Since I was late to our first date, I ripped myself away from my desk in plenty of time to arrive at 7:00 PM sharp.  And I did.

He was waiting outside for me and gave me one of those genuine hugs that makes your insides feel good – even if just for that moment.

We went inside and got a table (major points for making a reservation at a small no name sushi place where we probably didn’t need one, Nate – adorable).  No sooner than we started looking at the menus did Nate start to (somewhat jokingly, somewhat seriously) point out all of things I can’t eat because I keep kosher.  And here is where it came up – the reason we could never ever work. Not only does he not want, but he refuses to have two dishwashers.  He doesn’t want to keep kosher, or go to temple, or have shabbos dinner.  Essentially, for my purposes, he might as well be a non-Jew.

Since we had nothing to loose at this point, I suggested we just have “the talk.”  He told me more about how he feels (or doesn’t feel) about religion and how he thinks it’s for people who are weak and need something to believe in.  Trust me, the last thing I need is something else to believe in.  In fact, I wish I could believe in a thing or two less – it would save me a ton of energy.  I can’t calculate the amount of time I spend trying to pursue the things I do believe in – friendship, being a good sister and daughter, being a dependable and kind person, trying to believe there is good in everyone, true happiness, love, etc.  He was wrong, at least about me and my reasons for believing in God.

Don’t get me wrong – I think everyone is entitled to their own opinions and beliefs and whatever they may be, if they work for you, no matter how different they are from mine, all the power to you.  But Nate, someone who appeared just a few days ago to be charismatic, handsome and funny all of the sudden was exuding something resembling ignorance.  I would never say that someone who chooses not to believe in God is weak or gullible so how could he be saying these things about me for choosing to believe?

We agreed that this couldn’t go anywhere and both lost our appetites.
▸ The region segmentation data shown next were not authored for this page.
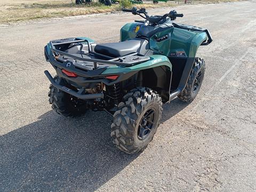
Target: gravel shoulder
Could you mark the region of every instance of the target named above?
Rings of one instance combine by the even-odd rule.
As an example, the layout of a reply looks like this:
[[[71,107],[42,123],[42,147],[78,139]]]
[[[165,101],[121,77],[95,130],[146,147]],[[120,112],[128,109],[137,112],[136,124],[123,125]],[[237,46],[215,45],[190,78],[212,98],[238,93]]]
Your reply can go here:
[[[104,112],[74,119],[48,104],[50,40],[87,36],[117,41],[137,18],[122,13],[0,28],[0,191],[255,191],[255,1],[179,6],[178,22],[209,29],[198,97],[164,105],[162,124],[141,154],[111,143]],[[150,10],[165,13],[166,9]]]

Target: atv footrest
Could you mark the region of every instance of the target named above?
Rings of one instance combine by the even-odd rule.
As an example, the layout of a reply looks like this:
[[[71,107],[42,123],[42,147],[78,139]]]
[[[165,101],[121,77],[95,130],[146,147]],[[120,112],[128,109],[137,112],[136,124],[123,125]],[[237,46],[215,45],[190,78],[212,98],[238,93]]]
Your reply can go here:
[[[50,74],[49,71],[48,71],[47,70],[45,70],[44,74],[46,76],[47,78],[48,78],[52,85],[61,90],[61,91],[64,91],[66,93],[67,93],[71,94],[71,95],[77,97],[77,98],[83,100],[87,100],[94,99],[97,98],[103,99],[104,98],[104,94],[103,93],[82,94],[82,93],[80,92],[80,91],[76,92],[74,90],[70,89],[69,88],[68,88],[65,86],[61,85],[55,82],[53,78],[52,78],[52,76]]]

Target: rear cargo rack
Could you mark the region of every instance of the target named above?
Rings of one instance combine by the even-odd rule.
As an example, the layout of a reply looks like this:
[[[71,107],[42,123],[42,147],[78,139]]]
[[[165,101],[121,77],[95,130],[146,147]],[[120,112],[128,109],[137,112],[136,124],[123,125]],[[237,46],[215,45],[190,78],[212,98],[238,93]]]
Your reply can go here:
[[[91,54],[95,56],[99,56],[101,58],[105,58],[107,60],[84,58],[80,57],[71,54],[66,53],[64,51],[58,50],[56,49],[56,45],[70,44],[76,43],[86,42],[88,45],[89,54]],[[92,51],[91,44],[89,41],[86,39],[82,39],[79,38],[69,38],[67,39],[62,39],[59,40],[54,40],[50,42],[51,50],[54,57],[56,59],[60,55],[65,55],[76,60],[87,61],[93,62],[93,69],[98,68],[98,64],[109,64],[115,65],[117,66],[131,66],[135,64],[138,64],[143,62],[145,62],[150,60],[150,57],[145,56],[145,55],[139,53],[132,53],[124,56],[112,58],[111,57],[102,55],[98,53],[94,52]]]

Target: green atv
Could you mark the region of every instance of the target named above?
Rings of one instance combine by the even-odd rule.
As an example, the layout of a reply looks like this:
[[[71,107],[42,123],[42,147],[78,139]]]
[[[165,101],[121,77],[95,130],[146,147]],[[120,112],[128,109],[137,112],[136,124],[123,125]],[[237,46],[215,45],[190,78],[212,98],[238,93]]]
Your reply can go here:
[[[87,37],[50,41],[45,56],[56,70],[50,103],[58,114],[81,115],[105,110],[114,119],[113,142],[121,150],[142,151],[160,123],[163,103],[178,97],[195,99],[205,64],[196,58],[200,45],[212,41],[209,31],[178,24],[175,11],[149,16],[145,9],[124,9],[145,19],[125,25],[121,42],[97,44]]]

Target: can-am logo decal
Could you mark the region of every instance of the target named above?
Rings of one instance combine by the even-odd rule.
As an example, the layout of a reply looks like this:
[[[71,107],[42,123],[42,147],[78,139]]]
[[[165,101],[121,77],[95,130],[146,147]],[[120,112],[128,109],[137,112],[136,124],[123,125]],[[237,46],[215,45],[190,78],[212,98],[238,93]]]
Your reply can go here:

We had the waitress wrap up the entire meal and for the next two and half hours, we just shot the breeze as two strangers both looking to meet someone who will become everything but a stranger but knowing that someone was not sitting across the table. It was bizarre and surprisingly calming.
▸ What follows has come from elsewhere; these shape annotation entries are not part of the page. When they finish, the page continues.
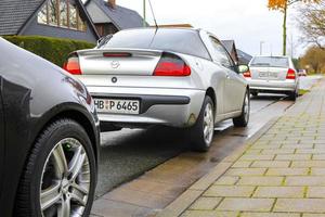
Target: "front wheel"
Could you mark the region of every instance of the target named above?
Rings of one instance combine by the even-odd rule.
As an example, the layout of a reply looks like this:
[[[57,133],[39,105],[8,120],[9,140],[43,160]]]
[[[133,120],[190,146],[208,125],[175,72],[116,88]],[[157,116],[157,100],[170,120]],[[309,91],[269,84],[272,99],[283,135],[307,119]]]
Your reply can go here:
[[[194,151],[207,152],[214,135],[214,106],[206,97],[196,124],[191,129],[191,143]]]
[[[89,216],[95,179],[95,157],[87,132],[75,120],[56,120],[40,135],[27,159],[16,216]]]
[[[250,113],[250,98],[249,98],[249,91],[247,90],[245,93],[245,99],[242,107],[242,114],[239,117],[233,118],[234,126],[246,127],[249,122],[249,113]]]

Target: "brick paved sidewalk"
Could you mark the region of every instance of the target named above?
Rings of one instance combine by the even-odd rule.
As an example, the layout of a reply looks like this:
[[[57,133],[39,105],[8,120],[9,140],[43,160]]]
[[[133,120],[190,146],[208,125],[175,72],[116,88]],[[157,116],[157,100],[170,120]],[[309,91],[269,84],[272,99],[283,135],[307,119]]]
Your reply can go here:
[[[325,80],[158,216],[325,216]]]

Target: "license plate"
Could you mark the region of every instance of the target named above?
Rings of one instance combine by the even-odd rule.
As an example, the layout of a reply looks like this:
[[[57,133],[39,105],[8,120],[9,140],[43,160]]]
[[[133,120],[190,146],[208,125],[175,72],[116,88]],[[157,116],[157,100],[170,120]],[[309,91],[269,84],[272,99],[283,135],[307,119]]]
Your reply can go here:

We talked about school, our travels through Europe, work, ambitions and dating.  We were totally compatible. I loved everything he had to say, wanted to go everywhere he did, thought his determination to change people’s lives was beyond admirable and like he was someone I wanted to know.  And I was going to give this all up for a second dishwasher? That’s right – I was and I am.

We all have our non-negotiables and I guess I’m realizing that someone who accepts me and embraces the fact that I have faith and choose to believe is moving higher up on my list of must-haves.

So here we are, back to square one.  But, I should look on the bright side – one step closer.